The world becomes more connected. The digital economy comes of age through mobile technology, cloud computing, business intelligence and real time reporting. So, we see an increasing number of tax authorities and businesses around the world adopting or reforming their VAT compliance systems tthanks to technological developments. We examined how VAT has spread all over the world and how technology can help businesses to comply.
VAT – the predominant consumption tax in the world
VAT is the most widespread form of consumption tax around the world with 162 economies having such a system. And, it continues to mainstream with more countries, including India and the Gulf States, introducing such systems within the next couple of years. The trend may be influenced by recent falls in corporate income tax as a percentage of governments’ total tax revenues. The resulting shift from direct to indirect tax brings fresh challenges for both governments and businesses. Indeed, each needing to adapt to make sure they have the right systems and resources available to comply with VAT requirements.
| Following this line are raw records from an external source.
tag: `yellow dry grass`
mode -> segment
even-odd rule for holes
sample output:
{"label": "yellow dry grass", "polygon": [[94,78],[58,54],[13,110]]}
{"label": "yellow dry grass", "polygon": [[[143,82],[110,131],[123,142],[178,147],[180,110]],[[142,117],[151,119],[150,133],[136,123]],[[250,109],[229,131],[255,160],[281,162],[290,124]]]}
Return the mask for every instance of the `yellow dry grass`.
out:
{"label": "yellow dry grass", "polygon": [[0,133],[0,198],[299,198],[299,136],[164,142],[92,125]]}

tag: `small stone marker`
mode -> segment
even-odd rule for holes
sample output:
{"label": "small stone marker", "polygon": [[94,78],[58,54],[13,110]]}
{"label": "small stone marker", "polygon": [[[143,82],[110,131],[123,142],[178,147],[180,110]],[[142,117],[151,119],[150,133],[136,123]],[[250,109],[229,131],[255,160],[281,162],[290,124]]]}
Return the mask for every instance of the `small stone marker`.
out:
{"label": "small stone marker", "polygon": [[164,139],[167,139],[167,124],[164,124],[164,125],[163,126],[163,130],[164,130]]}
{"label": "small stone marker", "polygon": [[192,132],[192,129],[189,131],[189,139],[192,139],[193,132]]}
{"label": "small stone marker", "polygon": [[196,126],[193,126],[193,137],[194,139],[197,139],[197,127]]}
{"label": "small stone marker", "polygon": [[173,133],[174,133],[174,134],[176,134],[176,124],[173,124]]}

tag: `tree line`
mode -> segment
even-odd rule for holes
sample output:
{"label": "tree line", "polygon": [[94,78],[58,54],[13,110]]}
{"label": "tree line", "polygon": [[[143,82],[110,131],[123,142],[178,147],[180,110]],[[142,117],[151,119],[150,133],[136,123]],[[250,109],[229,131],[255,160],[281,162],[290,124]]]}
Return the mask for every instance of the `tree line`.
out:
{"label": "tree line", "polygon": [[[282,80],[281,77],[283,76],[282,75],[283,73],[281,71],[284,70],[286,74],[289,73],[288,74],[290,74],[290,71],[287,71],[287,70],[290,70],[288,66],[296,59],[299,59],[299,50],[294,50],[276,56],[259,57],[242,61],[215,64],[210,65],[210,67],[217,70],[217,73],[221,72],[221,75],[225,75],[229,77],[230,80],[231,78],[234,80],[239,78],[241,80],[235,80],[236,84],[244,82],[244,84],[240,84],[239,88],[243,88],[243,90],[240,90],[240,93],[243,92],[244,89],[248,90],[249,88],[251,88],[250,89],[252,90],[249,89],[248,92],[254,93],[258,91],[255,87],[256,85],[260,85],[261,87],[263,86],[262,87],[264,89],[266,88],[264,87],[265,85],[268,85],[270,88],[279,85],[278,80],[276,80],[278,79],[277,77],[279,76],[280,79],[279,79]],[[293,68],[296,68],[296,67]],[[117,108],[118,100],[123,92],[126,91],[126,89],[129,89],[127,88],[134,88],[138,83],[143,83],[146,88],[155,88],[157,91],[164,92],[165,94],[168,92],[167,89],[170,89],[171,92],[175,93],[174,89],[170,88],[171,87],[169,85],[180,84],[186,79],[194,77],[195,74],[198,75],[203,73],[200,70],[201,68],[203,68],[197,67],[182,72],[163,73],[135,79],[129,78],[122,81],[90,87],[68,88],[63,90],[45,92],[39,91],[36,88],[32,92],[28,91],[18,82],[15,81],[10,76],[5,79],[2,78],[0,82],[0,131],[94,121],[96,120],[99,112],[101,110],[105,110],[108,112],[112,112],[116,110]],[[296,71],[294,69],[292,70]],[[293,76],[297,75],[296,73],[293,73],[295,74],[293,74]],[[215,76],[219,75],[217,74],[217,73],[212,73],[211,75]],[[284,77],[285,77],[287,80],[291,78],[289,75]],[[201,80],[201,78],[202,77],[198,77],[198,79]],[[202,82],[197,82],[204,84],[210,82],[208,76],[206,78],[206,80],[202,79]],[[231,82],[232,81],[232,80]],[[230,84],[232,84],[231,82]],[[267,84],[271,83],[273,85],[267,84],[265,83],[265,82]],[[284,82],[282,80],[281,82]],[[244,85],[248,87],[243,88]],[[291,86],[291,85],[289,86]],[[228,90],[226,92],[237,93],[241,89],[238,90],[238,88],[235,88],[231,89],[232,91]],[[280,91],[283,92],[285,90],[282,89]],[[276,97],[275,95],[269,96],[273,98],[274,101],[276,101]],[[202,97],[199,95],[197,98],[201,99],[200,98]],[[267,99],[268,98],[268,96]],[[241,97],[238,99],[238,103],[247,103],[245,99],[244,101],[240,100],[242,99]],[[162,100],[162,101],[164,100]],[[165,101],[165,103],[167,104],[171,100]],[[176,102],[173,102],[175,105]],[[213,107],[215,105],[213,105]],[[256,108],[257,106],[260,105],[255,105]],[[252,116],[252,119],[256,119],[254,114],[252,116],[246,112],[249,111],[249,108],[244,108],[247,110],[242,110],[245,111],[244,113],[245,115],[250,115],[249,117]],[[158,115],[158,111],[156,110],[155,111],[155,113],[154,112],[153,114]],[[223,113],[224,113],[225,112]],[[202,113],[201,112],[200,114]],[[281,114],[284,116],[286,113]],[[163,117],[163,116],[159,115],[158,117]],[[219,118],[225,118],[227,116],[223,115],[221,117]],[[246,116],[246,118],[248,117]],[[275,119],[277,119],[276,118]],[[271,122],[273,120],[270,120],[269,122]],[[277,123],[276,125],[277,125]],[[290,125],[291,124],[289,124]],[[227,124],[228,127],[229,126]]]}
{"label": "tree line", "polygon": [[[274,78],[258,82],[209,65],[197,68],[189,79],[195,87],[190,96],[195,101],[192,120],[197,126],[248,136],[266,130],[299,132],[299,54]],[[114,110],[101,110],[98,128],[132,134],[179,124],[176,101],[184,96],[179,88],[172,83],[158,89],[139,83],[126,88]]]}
The United Arab Emirates is the latest economy to implement VAT at the rate of 5% on 1 January 2018. It will help these governments to deliver on long-standing plans for economic diversification away from oil. It will also help them to deliver social and economic programmes. As VAT has immediate effects on consumer behaviour, it offers opportunities for companies to plan strategically.
How technology affect VAT compliance
VAT currently exists in several different forms across the world and has been implemented and reported on in different ways. This means that the administrative compliance burden varies hugely between countries. This can make it costly and time consuming for businesses to comply with the local requirements in the various countries in which they operate.
Tax authorities are increasingly implementing electronic reporting systems, including “realtime” transaction reporting systems. They are also requiring the use of electronic platforms to gather their financial data. Case in point: Luxembourg tax payers need to file their periodical and annual VAT returns on the eCDF platform. They may also need to provide structured electronic files for audit (files known as “FAIA” in Luxembourg).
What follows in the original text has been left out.